While Asian countries have enormous range of biodiversity and natural wealth, the real value of their ‘natural capital’ is not taken into consideration by traditional government accounting systems.
“The calls for valuing environmental assets and producing alternative measures of GDP underlines the necessity for governments to invest in statistics as a central part of sustainable development strategies” said Rikke Munk Hansen, Chief of Economic and Environment Statistics at ESCAP.
Some countries further afield are pioneering natural capital accounting systems such as Systems of Environmental Economic Accounts (SEEA). In Asia Pacific, drought-prone Australia has established natural capital accounts for water, energy, minerals, land, and environmental protection expenditure, and both Mexico and the United Kingdom have also adopted of natural capital accounting.
“The now internationally agreed SEEA Central framework and proposed Experimental Ecosystem Accounts have the potential to bring countries back on track to a more sustainable trajectory for development,” said Priya Shyamsundar, Executive Director for the South Asian Network for Development and Environmental Economics.
“Contemporary economic models give a misleading picture of the foundations of economic systems. They therefore point in the wrong direction to glimpse the economic possibilities of the future,” said Sir Partha Dasgupta, Emeritus Professor at Cambridge University who has devoted his life to measuring the real wealth of nations. “Our world is heading toward a population of nine billion, with everyone aspiring to the lifestyle of a resident of a high-middle-income country. But environmental requirements of that scenario on a sustainable basis would require more than two Earths,” he added.
Sir Dasgupta is to give the keynote speech at the conference, with other notable attendees including Dr. Khamlien Pholsena, Vice-Minister of Lao PDR’s Ministry of Investment and Planning. Eighty delegates from Bangladesh, Bhutan, China, India, Indonesia, Lao PDR, Malaysia, Myanmar, Pakistan Philippines, Sri Lanka, Thailand and Vietnam, including academes and senior officials from statistics offices as well as planning and environment ministries are participating.
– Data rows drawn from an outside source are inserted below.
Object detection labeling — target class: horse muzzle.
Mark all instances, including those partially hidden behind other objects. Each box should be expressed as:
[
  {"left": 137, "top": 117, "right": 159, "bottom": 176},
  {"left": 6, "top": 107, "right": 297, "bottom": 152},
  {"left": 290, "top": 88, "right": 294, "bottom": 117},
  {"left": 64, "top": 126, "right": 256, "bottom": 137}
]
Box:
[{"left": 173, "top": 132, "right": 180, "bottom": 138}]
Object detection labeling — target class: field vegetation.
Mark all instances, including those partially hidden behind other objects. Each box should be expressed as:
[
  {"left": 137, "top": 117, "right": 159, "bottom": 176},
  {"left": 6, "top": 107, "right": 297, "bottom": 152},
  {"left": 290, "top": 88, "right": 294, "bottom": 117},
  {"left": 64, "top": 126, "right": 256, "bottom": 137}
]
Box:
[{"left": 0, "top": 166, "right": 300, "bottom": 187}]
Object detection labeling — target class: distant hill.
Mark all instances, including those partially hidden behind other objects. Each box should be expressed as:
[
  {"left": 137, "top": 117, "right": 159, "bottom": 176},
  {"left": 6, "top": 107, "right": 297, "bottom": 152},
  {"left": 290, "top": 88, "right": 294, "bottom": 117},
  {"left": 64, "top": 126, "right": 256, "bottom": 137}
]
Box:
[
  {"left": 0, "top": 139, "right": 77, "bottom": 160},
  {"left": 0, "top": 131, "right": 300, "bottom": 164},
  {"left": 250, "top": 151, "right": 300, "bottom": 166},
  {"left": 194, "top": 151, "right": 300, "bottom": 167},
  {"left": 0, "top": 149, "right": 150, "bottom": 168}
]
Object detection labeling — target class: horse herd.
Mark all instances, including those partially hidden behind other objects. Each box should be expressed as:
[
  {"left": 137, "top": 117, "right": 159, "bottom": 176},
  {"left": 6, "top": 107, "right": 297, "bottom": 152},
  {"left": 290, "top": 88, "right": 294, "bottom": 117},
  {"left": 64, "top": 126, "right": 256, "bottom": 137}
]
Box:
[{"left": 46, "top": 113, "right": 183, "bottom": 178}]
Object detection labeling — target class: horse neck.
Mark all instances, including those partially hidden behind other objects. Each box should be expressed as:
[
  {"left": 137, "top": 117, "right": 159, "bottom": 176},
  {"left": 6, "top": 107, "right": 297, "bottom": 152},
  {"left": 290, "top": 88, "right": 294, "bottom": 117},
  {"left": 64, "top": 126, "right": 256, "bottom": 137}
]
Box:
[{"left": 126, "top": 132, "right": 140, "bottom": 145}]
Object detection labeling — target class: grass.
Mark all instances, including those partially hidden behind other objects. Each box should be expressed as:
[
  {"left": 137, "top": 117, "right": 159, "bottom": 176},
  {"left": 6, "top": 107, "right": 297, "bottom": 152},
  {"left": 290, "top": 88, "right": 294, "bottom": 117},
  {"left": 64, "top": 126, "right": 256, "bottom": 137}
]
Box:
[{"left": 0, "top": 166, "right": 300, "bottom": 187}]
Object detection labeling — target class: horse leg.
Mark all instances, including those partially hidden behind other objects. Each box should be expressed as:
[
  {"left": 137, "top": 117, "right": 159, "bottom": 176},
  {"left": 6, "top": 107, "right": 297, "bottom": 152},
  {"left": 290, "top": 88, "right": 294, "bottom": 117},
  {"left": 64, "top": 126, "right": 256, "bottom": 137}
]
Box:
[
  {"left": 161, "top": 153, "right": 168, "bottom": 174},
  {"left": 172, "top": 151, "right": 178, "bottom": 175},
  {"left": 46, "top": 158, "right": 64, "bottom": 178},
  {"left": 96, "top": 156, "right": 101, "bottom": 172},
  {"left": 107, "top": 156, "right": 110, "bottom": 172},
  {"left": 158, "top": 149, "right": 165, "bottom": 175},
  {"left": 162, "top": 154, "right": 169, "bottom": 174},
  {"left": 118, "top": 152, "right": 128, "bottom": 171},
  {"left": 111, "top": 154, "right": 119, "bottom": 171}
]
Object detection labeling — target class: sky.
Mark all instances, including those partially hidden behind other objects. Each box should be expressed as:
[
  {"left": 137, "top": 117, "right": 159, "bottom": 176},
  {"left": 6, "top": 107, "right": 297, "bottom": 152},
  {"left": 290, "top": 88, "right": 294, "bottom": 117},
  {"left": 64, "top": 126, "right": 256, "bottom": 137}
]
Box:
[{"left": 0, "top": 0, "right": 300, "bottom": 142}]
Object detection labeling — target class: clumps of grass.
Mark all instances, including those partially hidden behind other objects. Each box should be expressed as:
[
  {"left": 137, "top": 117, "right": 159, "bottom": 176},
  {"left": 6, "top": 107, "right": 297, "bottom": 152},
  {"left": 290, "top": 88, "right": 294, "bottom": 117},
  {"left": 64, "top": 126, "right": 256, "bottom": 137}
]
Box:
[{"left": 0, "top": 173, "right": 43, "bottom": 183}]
The workshop is an initiative of the United Nations Environment Programme (UNEP), the South Asian Network for Development and Environmental Economics (SANDEE) and United Nations Economic and Social Commission for Asia and the Pacific (UN ESCAP) in collaboration with the Poverty Environment Initiative (PEI) of the United Nations Environment and Development Programmes (UNDP-UNEP), the ASEAN Center for Biodiversity, the Asian Development Bank’s (ADB) Core Environment Programme, the Economy and Environment Program for South East Asia (EEPSEA), the Indian Society for Ecological Economics (INSEE), the United Nations Statistics Department (UNSD) and World Bank.